Naquele dia, parecia que não tinha muitas pessoas na rua, a padaria estava fechada e os lixos vazios. Ele só conseguira uma moeda de uma senhora muito bem vestida, que andava com guarda-chuva na mão e a bolsa na outra. Ela torceu o nariz ao sentir o cheiro do garoto e passou longe dele, mas ele foi até ela. A senhora só lhe deu uma mísera moeda quando ele fez menção de encostar no vestido dela, feito da melhor e mais cara seda e de um rosa único.
Aquela moeda não podia pagar nem meia batata, por isso, quando anoiteceu, ao invés de ir para casa como de costume, ficou um pouco mais na rua. Precisava conseguir mais dinheiro, não podia voltar de mãos abanando. As ruas eram outras quando o sol se punha e os lampiões eram acesos. Um grupo de jovens bêbados veio provoca-lo. Entre risadas, perguntaram-lhe o que ele fazia fora de casa tão tarde. O garoto respondeu que só havia ganhado uma moeda naquele dia, mas que isso era insuficiente. Um dos homens tomou-lhe a moeda da mão e o empurrou sobre uma poça de esgoto que se acumulava na rua. Deste modo, os homens foram embora com sua única moeda, rindo alto e dançando. O garoto estava mais imundo e mal cheiroso que antes, fazendo com que as pessoas atravessassem a rua ao vê-lo. Ninguém mais chegava perto dele. Com o ele poderia ganhar dinheiro assim?
Começou a andar noite adentro, sem rumo, sem coragem de voltar para casa. Então se deparou com uma taverna. Eles tinham comida lá, talvez pudessem lhe dar alguma sobra. Foi em direção à entrada. Assim que um homem muito forte e alto, que estava parado ao lado da porta, o viu, impediu-o de entrar. Disse que ele era muito novo e fedorento. Mesmo justificando a sua presença ali, o homem dispensou-o. “Deve haver uma entrada dos fundos”, pensou. Ele achou exatamente o que procurava, uma entrada que dava diretamente na cozinha do lugar. Foi falar com o cozinheiro, mas só o que ganhou foram ameaças relacionadas ao facão que ele segurava. Saindo de lá, viu algumas galinhas ciscando. Galinhas… há quanto tempo ele não comia carne… Sua mãe ficaria tão feliz em fazer um ensopado de galinha. Talvez elas tivessem carne o suficiente para três dias. Com certeza seu pai e seu irmão melhorariam comendo um pouco de carne. Mas o cozinheiro já tinha expulsado-o, não iria aceitar lhe dar uma galinha inteira.
Ele nunca tinha feito isso, mas não tinha opções. Pegou uma das galinhas e saiu correndo. O cozinheiro viu e começou a gritar e correr atrás dele. Quando o homem que estava ao lado da porta de entrada viu o que acontecia, também correu. Os dois eram muito maiores e mais fortes que ele e logo o alcançaram.
O garoto teve sorte. Estava morrendo de medo do que os homens fariam com ele, quando a polícia chegou. Mas ele acabou não tendo tanta sorte quanto imaginava. Os policiais o levaram preso por roubo.

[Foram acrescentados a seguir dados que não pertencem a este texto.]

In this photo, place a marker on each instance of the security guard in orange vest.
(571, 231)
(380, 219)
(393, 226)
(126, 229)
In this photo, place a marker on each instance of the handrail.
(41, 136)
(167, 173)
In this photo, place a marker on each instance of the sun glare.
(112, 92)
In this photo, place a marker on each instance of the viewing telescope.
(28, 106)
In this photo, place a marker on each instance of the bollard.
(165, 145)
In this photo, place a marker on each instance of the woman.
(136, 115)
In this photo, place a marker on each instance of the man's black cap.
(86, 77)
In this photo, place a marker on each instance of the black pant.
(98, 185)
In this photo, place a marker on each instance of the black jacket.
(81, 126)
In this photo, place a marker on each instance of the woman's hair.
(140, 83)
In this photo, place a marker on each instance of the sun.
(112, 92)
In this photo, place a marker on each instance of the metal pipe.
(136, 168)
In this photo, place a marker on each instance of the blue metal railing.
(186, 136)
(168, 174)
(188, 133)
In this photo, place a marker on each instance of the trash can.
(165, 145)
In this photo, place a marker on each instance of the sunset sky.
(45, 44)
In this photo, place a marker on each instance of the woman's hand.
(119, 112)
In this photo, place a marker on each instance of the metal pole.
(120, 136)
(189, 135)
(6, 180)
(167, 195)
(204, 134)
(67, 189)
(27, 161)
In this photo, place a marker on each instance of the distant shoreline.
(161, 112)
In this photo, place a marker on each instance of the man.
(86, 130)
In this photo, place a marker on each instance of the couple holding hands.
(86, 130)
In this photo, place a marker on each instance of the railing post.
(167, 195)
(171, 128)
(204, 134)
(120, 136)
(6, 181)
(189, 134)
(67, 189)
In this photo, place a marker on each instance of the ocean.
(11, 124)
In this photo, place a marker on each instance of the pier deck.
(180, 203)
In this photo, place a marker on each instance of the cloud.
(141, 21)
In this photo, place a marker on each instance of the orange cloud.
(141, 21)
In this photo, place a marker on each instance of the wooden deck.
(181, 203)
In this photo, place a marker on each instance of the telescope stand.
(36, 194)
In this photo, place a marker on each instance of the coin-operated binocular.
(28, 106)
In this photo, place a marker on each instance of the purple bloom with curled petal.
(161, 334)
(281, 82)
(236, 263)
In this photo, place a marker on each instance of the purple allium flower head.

Ele tentou explicar por que roubou, mas os policiais não o ouviram. Colocaram-no numa cela vazia e escura e trancaram-na. Disseram que ele ficaria lá até apodrecer. Quanto tempo seria “até apodrecer”? Quem avisaria sua mãe que ele não voltaria para casa essa noite? Que estava preso ali, pois tentou roubar comida para seu irmão e seu pai? Sua mãe ficaria tão decepcionada com ele… Aquela noite foi muito longa, mais longa do que qualquer outra. Ele ficou lá, trancado, sem ver a luz do dia, sem saber se já havia amanhecido, e com muita fome e frio. Ele adormeceu. Adormeceu e não acordou mais.


4 comentários:

  1. Oi amiga, achei seu blog lindo, já estou seguindo e sempre que puder passarei por aqui, trabalho com artesanato em eva, venha conhecer meu cantinho ficarei muito feliz.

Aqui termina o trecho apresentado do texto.